Giant Electromagnet’s 3,200-Mile Trek To Fermilab Nearly Finished
LEMONT, Ill. (CBS) — After a 3,200-mile, $3 million voyage – via the Atlantic Ocean, the Gulf of Mexico, and the Mississippi River – a giant superconducting magnet is almost at its new home at Fermilab.
Known as the Muon g-2 storage ring, the electromagnet will be used to study muons, subatomic particles with a lifetime of only 2.2 millionths of a second, in hopes of discovering subatomic particles hidden in the vacuum.
WBBM Newsradio’s John Cody reports the 50-foot circular electromagnet – as sensitive as a 50-foot ring of glass – began its journey from Long Island on June 22.
Because it requires a rolling roadblock five lanes wide, it was first placed on a barge and shipped down the Atlantic Coast, through the Gulf of Mexico, then up the Mississippi River.
It was unloaded Saturday after the barge arrived in Lemont, in the Chicago Sanitary and Ship Canal.
Emmert International heavy movers will handle the shipping of the giant magnet from Lemont to Batavia.
It will begin its final land voyage Tuesday night along Lemont Road. It will be moved at night to minimize traffic disruption caused by the rolling roadblock that will take up five lanes of traffic.
Wednesday night, it will be shipped along I-355, north to Route 56. Thursday night it will travel Route 53 south to I-88 West, arriving Friday at Fermilab in Batavia. just in time for a welcoming party that afternoon.
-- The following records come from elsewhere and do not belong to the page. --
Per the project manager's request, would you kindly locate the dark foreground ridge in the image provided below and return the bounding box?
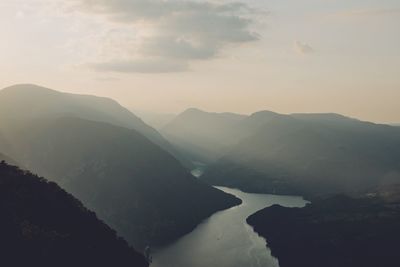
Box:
[247,186,400,267]
[0,161,148,267]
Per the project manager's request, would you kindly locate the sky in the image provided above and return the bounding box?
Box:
[0,0,400,123]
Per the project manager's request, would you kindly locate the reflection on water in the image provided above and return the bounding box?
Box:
[151,187,307,267]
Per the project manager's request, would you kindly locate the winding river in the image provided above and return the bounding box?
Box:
[151,187,307,267]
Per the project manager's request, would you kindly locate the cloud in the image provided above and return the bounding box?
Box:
[335,8,400,17]
[72,0,260,73]
[89,59,189,73]
[294,40,315,55]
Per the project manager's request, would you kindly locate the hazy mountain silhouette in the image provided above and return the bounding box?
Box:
[247,185,400,267]
[131,109,176,130]
[0,84,190,166]
[0,162,148,267]
[4,118,240,249]
[0,153,17,165]
[161,108,246,162]
[202,112,400,194]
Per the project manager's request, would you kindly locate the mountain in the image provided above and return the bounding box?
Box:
[0,84,190,166]
[0,162,148,267]
[202,113,400,195]
[5,117,240,249]
[132,109,176,130]
[161,108,246,163]
[0,153,16,165]
[247,185,400,267]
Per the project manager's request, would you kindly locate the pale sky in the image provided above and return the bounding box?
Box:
[0,0,400,122]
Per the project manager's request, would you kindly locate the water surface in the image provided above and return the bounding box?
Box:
[151,187,307,267]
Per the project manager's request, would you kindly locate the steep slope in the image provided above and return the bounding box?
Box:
[0,153,16,165]
[0,84,189,168]
[161,108,245,162]
[8,118,240,249]
[0,162,148,267]
[247,186,400,267]
[131,109,176,130]
[202,114,400,195]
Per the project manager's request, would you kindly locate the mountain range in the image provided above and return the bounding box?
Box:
[247,185,400,267]
[162,109,400,195]
[0,162,148,267]
[0,85,240,250]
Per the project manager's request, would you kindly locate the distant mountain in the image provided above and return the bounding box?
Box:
[202,113,400,195]
[247,186,400,267]
[0,162,148,267]
[132,109,176,130]
[0,84,190,169]
[5,118,240,249]
[161,108,246,162]
[0,153,16,165]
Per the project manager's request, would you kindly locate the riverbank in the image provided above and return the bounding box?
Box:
[151,187,306,267]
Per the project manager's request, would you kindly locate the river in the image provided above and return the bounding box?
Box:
[151,187,307,267]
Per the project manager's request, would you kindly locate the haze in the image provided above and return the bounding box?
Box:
[0,0,400,123]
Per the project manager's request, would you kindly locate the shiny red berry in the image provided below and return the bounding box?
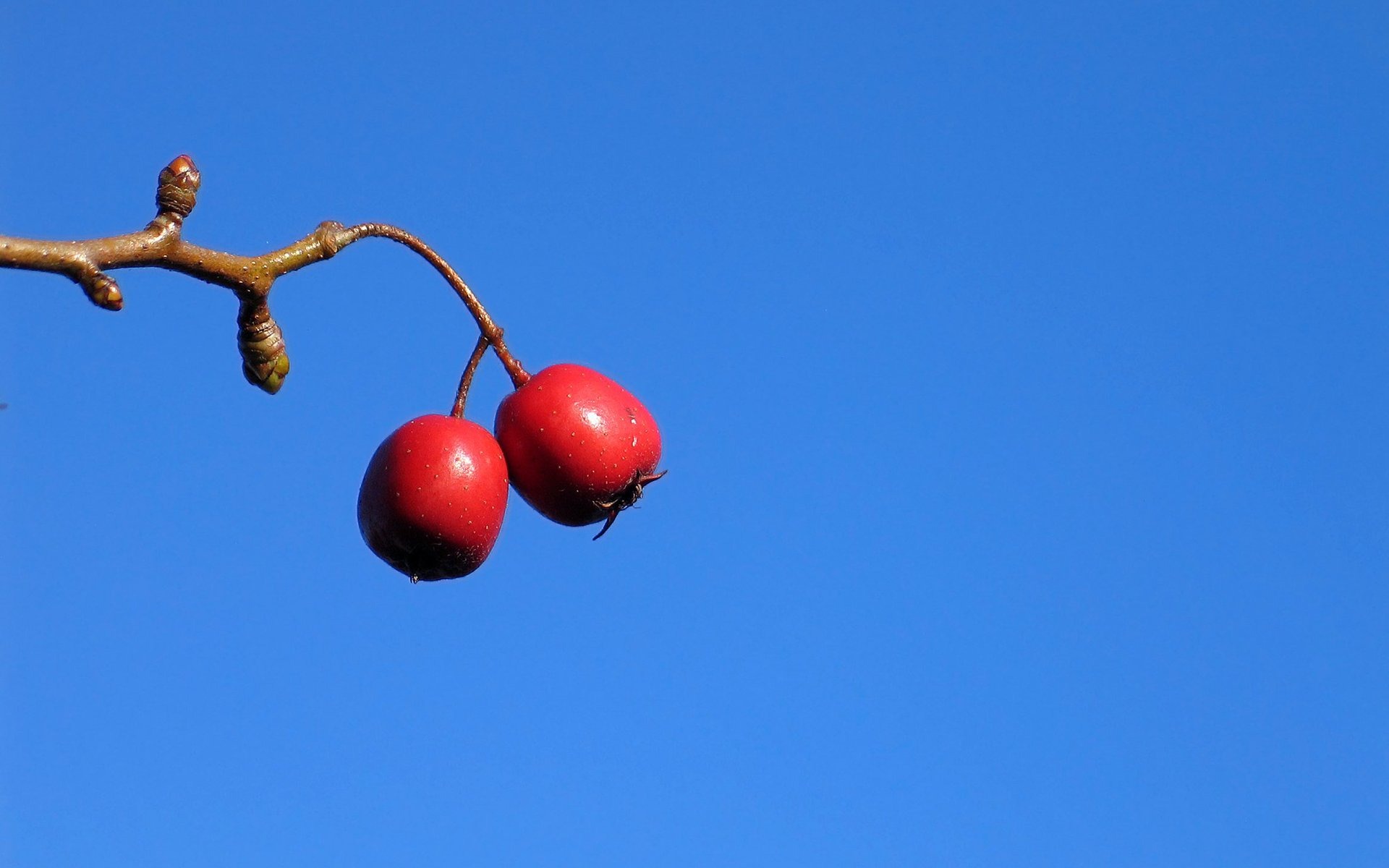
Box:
[496,364,664,539]
[357,415,507,581]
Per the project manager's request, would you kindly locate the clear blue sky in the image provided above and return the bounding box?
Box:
[0,1,1389,868]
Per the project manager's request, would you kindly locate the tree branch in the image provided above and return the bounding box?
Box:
[0,156,530,394]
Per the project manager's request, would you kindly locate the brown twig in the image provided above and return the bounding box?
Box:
[453,335,492,420]
[0,156,530,393]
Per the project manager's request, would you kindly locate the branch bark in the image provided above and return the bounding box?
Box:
[0,156,530,394]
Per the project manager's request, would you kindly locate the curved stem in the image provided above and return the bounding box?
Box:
[339,224,530,389]
[451,335,492,420]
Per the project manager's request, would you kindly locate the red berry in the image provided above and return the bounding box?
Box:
[357,415,507,581]
[496,364,664,539]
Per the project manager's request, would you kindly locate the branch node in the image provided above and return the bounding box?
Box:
[314,219,346,260]
[154,154,203,221]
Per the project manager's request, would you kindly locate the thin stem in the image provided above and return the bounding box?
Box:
[338,224,530,389]
[453,335,492,420]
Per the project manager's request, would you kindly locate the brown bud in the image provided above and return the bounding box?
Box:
[154,154,203,219]
[236,299,289,394]
[78,268,125,311]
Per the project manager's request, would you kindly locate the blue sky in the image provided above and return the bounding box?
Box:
[0,3,1389,867]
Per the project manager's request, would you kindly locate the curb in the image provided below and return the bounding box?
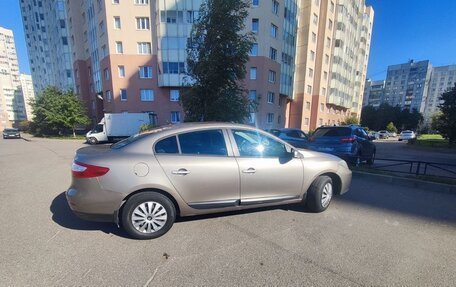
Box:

Illlinois State Police, DuPage County Sheriff’s police and other police agencies will escort the truck.
“We have ISP, we have DuPage County, and several of the local municipalities. We’ll probably have 15 to 18 different police cars each night, escorting us,” said Emmert International vice president Terry Emmert Jr.
He said the delicate, 17-ton ring can’t be allowed to flex more than 2 millimeters – less than a tenth of an inch – and will travel no faster than 10 miles an hour.
Dr. Bradley Roberts, a Boston University physics professor helping lead the Fermilab experiment, said the massive magnet should be operational in about three years, when scientists hope to see if they’ve found hints of dark matter particles, for which they’ve been hunting for years.
He said the device will help measure, and maybe explain why muon magnetism seems to be slightly off by a theoretical value of two.
“That difference with two arises because of the virtual quantum particles fluctuating in and out of the vacuum, so they appear and disappear, but they change the muon’s magnetism,” Bradley said.
That might point to the existence of as-yet-undiscovered particles, maybe even dark matter.